Douglas Eddy, Sundar Krishnamurty, Ian Grosse, Jack Wileden, Kemper Lewis, “A Robust Surrogate Modeling Approach for Material Selection in Sustainable Design of Products“, ASME 2014 IDETC/CIE, DETC2014-34280.
Material selection significantly affects environmental impacts and other objectives of a product design. Life Cycle Assessment (LCA) methods are not efficient enough for use at the early design stages to prune the entire design space. Material properties consist of discrete data sets, thus posing a significant challenge in the construction of surrogate models for numerical optimization. In this work, we address the unique challenges of material selection in sustainable product design in some important ways. Salient features of the robust surrogate modeling approach include achieving manageable dimensionality of LCA with a minimal loss of the important information by the consolidation of significant factors into categorized groups, as well as subsequent efficiency enhancement by a streamlined process that avoids the construction of full LCA. This novel approach combines efficiency of use with a mathematically rigorous representation of any pertinent objectives across an entire design space. To this end, we introduce an adapted two stage sampling approach in surrogate model construction based on a feasible approximation of a Latin Hypercube design at the first stage. The development and implementation of the method are illustrated with the aid of an automotive disc brake design, and the results are discussed in the context of robust optimal material selection in early sustainable product design.
Tom Hagedorn, Sundar Krishnamurty, Ian Grosse, Jack Wileden, “A Semantic Framework to Integrate Healthcare and Clinical Knowledge in Medical Device Innovation and Design”, ASME 2014 IDETC/CIE, DETC2014-35087.
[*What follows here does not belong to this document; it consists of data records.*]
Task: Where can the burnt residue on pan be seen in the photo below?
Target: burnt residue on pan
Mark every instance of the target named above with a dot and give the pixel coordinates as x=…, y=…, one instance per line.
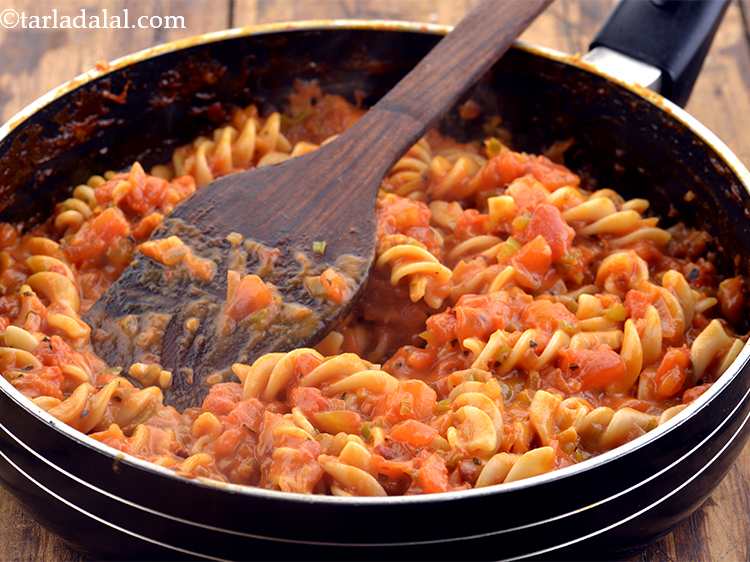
x=143, y=111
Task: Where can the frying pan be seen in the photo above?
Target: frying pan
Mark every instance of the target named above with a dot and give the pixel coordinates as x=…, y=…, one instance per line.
x=627, y=137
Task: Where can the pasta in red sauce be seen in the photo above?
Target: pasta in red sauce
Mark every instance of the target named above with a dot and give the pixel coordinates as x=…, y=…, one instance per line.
x=517, y=321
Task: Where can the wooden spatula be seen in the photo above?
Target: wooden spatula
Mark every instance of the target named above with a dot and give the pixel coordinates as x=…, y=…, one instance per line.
x=154, y=313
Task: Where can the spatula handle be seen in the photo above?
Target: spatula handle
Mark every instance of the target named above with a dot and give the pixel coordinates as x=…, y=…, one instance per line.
x=435, y=84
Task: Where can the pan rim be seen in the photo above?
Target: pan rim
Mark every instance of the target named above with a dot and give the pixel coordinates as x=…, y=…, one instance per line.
x=680, y=115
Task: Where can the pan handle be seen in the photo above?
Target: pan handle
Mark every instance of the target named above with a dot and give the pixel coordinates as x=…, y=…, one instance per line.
x=670, y=36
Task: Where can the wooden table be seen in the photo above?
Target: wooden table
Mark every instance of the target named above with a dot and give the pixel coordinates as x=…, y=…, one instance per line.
x=33, y=61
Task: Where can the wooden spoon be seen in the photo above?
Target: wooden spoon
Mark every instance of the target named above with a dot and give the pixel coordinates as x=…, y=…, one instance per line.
x=157, y=313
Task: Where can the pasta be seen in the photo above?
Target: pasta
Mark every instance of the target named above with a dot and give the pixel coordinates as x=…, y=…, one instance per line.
x=516, y=321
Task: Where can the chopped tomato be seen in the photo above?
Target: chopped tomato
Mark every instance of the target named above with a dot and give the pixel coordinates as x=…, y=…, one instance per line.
x=413, y=400
x=472, y=223
x=480, y=315
x=390, y=468
x=433, y=475
x=595, y=368
x=502, y=169
x=308, y=399
x=147, y=225
x=46, y=382
x=227, y=442
x=547, y=222
x=692, y=393
x=222, y=398
x=527, y=192
x=672, y=372
x=251, y=295
x=247, y=413
x=398, y=214
x=94, y=238
x=532, y=262
x=552, y=176
x=547, y=316
x=411, y=362
x=414, y=433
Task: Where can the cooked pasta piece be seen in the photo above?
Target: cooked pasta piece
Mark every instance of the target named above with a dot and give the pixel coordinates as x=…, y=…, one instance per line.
x=516, y=321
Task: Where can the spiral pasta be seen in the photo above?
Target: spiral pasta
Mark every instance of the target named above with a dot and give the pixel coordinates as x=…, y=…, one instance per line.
x=423, y=271
x=515, y=321
x=248, y=141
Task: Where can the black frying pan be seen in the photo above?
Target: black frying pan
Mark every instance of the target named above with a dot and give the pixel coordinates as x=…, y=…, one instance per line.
x=626, y=137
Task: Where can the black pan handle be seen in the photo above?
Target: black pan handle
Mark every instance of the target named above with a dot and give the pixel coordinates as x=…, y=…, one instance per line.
x=671, y=35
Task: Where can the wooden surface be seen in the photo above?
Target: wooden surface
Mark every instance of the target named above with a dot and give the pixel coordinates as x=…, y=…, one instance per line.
x=33, y=61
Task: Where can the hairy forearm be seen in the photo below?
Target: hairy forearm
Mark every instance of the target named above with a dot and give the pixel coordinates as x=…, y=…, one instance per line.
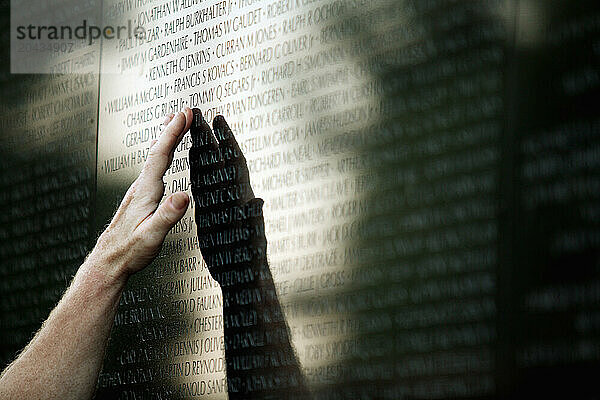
x=64, y=358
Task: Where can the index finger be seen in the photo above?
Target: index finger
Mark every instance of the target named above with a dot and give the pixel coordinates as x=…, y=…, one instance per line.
x=161, y=154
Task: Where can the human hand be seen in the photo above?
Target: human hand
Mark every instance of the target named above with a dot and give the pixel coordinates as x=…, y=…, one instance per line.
x=136, y=233
x=228, y=217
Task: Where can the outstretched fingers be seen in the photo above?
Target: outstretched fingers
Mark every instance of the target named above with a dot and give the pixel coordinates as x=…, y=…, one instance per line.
x=168, y=214
x=161, y=153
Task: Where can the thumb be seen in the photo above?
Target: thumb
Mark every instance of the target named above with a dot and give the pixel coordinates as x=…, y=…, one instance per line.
x=169, y=213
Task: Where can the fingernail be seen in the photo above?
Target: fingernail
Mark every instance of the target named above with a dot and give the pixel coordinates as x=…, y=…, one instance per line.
x=197, y=117
x=168, y=118
x=180, y=200
x=177, y=116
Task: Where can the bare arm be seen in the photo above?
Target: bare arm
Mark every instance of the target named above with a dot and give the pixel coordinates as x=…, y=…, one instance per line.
x=64, y=358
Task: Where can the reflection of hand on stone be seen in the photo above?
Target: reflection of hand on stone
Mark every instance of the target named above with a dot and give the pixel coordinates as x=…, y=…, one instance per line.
x=232, y=240
x=228, y=216
x=138, y=229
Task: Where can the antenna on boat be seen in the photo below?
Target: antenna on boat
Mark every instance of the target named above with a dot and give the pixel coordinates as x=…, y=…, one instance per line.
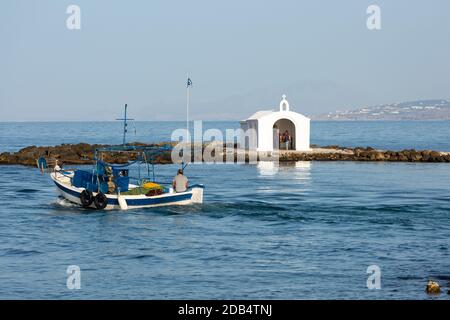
x=125, y=124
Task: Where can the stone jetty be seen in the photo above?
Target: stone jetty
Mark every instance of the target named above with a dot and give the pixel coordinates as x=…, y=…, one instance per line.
x=83, y=153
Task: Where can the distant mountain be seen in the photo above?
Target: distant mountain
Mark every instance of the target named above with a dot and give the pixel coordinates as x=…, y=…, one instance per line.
x=415, y=110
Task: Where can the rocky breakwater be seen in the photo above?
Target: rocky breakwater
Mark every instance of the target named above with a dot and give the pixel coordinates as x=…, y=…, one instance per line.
x=83, y=153
x=335, y=153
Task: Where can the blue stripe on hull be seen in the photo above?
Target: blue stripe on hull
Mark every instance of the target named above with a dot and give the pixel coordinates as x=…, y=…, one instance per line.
x=134, y=202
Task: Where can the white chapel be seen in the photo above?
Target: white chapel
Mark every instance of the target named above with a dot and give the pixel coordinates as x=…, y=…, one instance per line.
x=277, y=130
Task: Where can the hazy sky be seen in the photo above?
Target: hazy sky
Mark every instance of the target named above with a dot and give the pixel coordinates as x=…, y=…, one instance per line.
x=241, y=56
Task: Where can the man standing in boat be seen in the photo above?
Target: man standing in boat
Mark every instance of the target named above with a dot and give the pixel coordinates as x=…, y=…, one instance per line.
x=180, y=182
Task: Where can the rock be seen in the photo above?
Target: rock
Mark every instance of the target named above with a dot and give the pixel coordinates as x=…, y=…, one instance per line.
x=433, y=287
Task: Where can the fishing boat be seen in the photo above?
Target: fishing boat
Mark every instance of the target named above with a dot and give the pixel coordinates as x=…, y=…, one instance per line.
x=109, y=186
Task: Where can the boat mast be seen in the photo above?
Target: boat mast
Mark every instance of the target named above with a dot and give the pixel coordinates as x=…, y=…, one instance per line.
x=125, y=124
x=189, y=84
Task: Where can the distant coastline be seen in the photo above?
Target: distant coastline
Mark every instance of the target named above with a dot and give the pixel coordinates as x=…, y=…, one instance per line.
x=421, y=110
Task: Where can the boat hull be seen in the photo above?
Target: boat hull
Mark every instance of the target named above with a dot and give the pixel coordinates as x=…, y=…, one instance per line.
x=72, y=194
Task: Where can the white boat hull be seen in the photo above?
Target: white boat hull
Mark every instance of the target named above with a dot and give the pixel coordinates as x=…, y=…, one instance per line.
x=72, y=194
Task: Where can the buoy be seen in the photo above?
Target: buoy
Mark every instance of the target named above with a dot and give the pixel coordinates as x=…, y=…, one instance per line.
x=100, y=201
x=433, y=287
x=122, y=202
x=86, y=198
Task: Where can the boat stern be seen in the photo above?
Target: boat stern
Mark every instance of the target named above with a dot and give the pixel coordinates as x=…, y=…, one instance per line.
x=197, y=193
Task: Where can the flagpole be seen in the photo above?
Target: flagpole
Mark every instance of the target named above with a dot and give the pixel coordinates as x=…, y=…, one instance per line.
x=187, y=109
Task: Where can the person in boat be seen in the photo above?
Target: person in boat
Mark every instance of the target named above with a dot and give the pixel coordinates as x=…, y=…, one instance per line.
x=57, y=167
x=180, y=182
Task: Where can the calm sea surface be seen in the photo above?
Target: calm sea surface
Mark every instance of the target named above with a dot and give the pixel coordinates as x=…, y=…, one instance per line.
x=297, y=231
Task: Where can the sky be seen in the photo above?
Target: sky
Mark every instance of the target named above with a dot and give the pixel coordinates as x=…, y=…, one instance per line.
x=241, y=55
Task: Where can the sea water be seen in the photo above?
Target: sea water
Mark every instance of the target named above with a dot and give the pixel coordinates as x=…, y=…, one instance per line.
x=305, y=230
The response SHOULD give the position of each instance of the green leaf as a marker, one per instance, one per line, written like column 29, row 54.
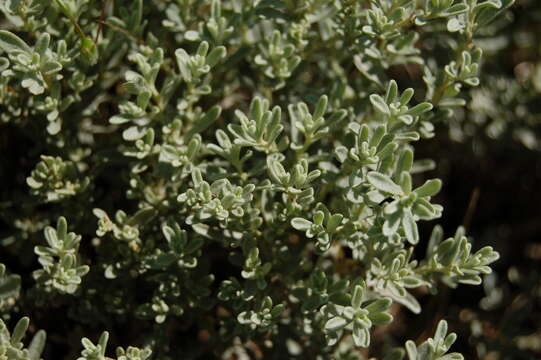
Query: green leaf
column 380, row 105
column 216, row 55
column 203, row 123
column 301, row 224
column 336, row 323
column 410, row 227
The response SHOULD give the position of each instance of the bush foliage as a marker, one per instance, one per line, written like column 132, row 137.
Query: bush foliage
column 235, row 179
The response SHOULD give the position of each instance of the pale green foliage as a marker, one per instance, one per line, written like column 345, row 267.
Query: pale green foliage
column 434, row 348
column 243, row 170
column 60, row 260
column 55, row 179
column 11, row 347
column 97, row 352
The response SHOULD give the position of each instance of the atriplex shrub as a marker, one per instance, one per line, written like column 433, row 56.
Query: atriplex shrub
column 239, row 176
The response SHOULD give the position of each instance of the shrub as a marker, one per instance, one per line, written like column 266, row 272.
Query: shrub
column 230, row 179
There has been extensive research into how to effectively use semantic frameworks in engineering knowledge management and design in general, and specifically for the effective creation and documentation of functional basis models. In the specific realm of medical device design however, this process is complicated by a number of factors, including the complexity of the healthcare system and clinical knowledge, as well as a lack of domain specific expertise in the engineering field. Because of these challenges, effective transfer of information from medical domain experts to an engineering context and subsequent utilization of this information are essential to the success of a medical device innovation project. In this paper, we present a framework for directly integrating clinical knowledge relating to medical science and practice into the early phases of the engineering process to assist in medical device innovation and design. To accomplish this, existing medical and engineering ontologies were researched, obtained, and interlinked so as to explicitly tie functional models of medical device designs to the underlying medical clinical knowledge and procedures that define a product’s operational environment. The result is a framework that unifies the knowledge embodied in large medical ontologies with the functional basis ontology. This integration facilitates the effective preservation and use of medical knowledge in functional model creation and in the engineering design innovation process in general.